Summary of Article
·
Maritime
trade has been crucial for nations' wealth and power for over 5,000 years.
·
Famous
trade routes like the Indian Ocean trade route connected continents, spreading
culture, religion, and technology.
·
European
explorers like Columbus sought new trade routes, leading to colonization and
exploitation of resources in the Americas.
·
Key
innovations like the Suez Canal and Panama Canal significantly shortened trade
routes, boosting global commerce.
·
Modern
shipbuilding advancements have increased cargo capacity, reducing
transportation costs.
·
Maritime
trade is preferred due to its cost-effectiveness, energy efficiency, and
environmental friendliness.
·
Far
East Asian countries like China, Japan, and South Korea lead maritime trade
with advanced industrial sectors.
·
Choke
points like the Strait of Malacca, Strait of Hormuz, and Babel-Mandeb Strait
are crucial for global trade, with tensions often arising due to their
strategic importance.
·
Superpowers
like the United States maintain naval presence in key choke points to ensure
trade continuity.
A famous general of ancient Greece, Themistocles once said: “He who controls the sea controls everything” Today, 2,500 years later, the statement of Greek general has been proved to be the utmost truth.

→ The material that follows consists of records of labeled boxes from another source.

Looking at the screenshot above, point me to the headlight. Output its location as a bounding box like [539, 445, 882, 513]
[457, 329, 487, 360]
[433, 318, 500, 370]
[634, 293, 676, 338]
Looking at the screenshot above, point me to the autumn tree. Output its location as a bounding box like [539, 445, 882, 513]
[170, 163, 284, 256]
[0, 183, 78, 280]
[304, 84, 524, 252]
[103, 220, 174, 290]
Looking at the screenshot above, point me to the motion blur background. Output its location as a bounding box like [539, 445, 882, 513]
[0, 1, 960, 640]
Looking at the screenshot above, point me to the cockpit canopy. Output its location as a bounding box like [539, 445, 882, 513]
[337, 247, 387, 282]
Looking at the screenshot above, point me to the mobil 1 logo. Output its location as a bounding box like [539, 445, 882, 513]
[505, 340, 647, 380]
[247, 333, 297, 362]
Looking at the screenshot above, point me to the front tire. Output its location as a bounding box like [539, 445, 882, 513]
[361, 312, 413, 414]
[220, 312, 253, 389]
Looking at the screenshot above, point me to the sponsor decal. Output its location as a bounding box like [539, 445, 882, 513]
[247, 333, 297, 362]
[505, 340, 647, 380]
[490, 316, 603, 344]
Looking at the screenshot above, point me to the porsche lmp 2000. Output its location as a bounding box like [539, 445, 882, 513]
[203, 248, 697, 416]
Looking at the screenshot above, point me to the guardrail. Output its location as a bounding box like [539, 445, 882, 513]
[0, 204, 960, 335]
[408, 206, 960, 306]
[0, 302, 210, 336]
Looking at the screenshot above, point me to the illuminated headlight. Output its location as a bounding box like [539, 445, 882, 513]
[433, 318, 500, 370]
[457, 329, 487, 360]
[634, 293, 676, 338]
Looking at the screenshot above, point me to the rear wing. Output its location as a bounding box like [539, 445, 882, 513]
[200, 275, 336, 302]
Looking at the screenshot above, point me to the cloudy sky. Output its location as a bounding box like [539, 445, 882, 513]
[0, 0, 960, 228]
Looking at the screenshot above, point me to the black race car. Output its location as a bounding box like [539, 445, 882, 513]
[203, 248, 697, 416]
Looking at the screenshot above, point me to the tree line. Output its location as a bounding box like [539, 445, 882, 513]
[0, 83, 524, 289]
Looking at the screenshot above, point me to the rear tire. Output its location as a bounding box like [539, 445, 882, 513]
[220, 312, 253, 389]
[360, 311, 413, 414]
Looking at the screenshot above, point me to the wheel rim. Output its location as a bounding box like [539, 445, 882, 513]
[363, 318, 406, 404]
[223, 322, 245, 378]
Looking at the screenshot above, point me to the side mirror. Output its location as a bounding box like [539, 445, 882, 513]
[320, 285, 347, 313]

Today, if the United States is the world's superpower, a big reason for it is its powerful navy. To maintain its presence and control over the world's oceans, the United States has military bases around the world.
The importance of controlling
international waters can be gauged from the fact that the United States spends
more on its navy than it does on its army and air force. In 2020, the US Navy's
annual budget was 205 billion US$, compared to its army’s budget of 191 billion
US$. Despite the development of land and air routes, 85% of the world's trade
is still carried out by sea.
In this article of the Geopolitical
Tales, we will show you the story of maritime trade. We will inform you about
the short history of maritime trade? Why is maritime
trade preferred to the land trade? Which popular routes are used worldwide
for maritime trade? And what are the choke points in the seas around the world,
where the dangers of war often loom large?
History of Travel:
The history of travel and trade by
sea is at least 5,000 years old. Historians differ as to which was
the first civilization to base its trade on the sea. But all historians agree
that in the last 1500 years, most of the civilizations and nations that have
gained wealth and power, they have done it through maritime trade. It was
through maritime trade that such nations spread their religion, culture,
language, knowledge and technology all over the world and increased their
influence all over the world.
A great example of this is the
Indian Ocean trade route. This trade route was the largest maritime trade route
in the world from the 7th to the 15th century. Indian Ocean trade route
connected the African Swahili Coast, the Arabian Peninsula, the Indian
subcontinent, Sri Lanka, Indonesia, Malaysia and China.
The trade through this route was so
extensive that it was considered larger than the famous Silk Road in terms of
trade volume. Wood, silk, cotton, gold, rice, coffee, porcelain utensils and
spices were traded through Indian Ocean trade route.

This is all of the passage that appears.